Respected by peers and students, Keithas Stockland is dedicated to her profession. "You know, as a teacher we need to allow our students to show what they know and to help them facilitate their communications. They already know quite a bit but it takes some skill and practice to understand the best ways to facilitate. Of course, in the teaching profession there are many ways to teach because there are so many diverse personalities, especially here in China," she said, adding: "In some ways our work as teachers is a lot like therapy because everybody's most interesting topic seems to be themselves. I have trouble teaching third person because my students want to talk in first person. Plus, as a good teacher I'm also a good listener."

Ms. Sockland feels nostalgic about China. "I've watched Beijing change so much," she said. "All the streets used to be narrow and more tree lined, with many more bikes than cars. Development has good and bad sides. Take transportation, for example. In China I like to travel by train. Years ago there were fewer people traveling so it wasn't so crowded because the prices were out of reach for most people. Now more people are able to travel but the trains are extremely crowded."

Ms. Stockland also worries about the environment, and not just China's problems. "Every country balks and takes so long to address this issue. We have pollution problems in Canada that are still not resolved. It seems that Beijing has more rubbish than when I first arrived but I guess it's because the city has grown so much."

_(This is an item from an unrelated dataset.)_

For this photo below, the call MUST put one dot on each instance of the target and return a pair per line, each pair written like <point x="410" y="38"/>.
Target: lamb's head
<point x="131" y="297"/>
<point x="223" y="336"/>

She has lived in Beijing in the same place for many years; relationships are dear to her; "It's hard to think of leaving. I like my neighbors; I have several retired pensioners living nearby. They feel like they've been forgotten: they're a lost generation. Many older people seem confused by all this high speed, high tech progress. I can relate to them – to their pace, their gentle way of life, their pets and their plants."

Ms. Stockland also relates to her job. In addition to her teaching around Beijing she is also a member of the elite corps of IELTS examiners. The International English Language Testing System (IELTS) has about 140 examiners in Beijing. To qualify an English as A Second Language (ESL) teacher must have several years of teaching experience, at least an undergraduate degree and an ESL certificate: CELTA or TEFL or TESOL.

"I really enjoy this work," Ms. Stockland said, grinning hugely. "The script we have to follow is set to ensure consistency in testing but I do enjoy the travel. At least one candidate in the course of a weekend examination period will surprise me with sincerity, insight or humor. And everybody comes to these exams. I get millionaires, CEO's, political leaders and punk rockers and wanna-be movie stars. The job gives me mobility and stability, mobility because I travel a few times a month going to different testing centers and stability because they pay us well."

Although Ms. Stockland said she is planning to take another of her regular trips to Thailand in the near future, she feels that she'll be back to Beijing in the near future. "I'm used to this place. I love Thailand because I go scuba diving there often and I'm even getting PADI certified to be an instructor. But Beijing always calls me back. I've got cats and I've got friends, it will be impossible to stay away for too long."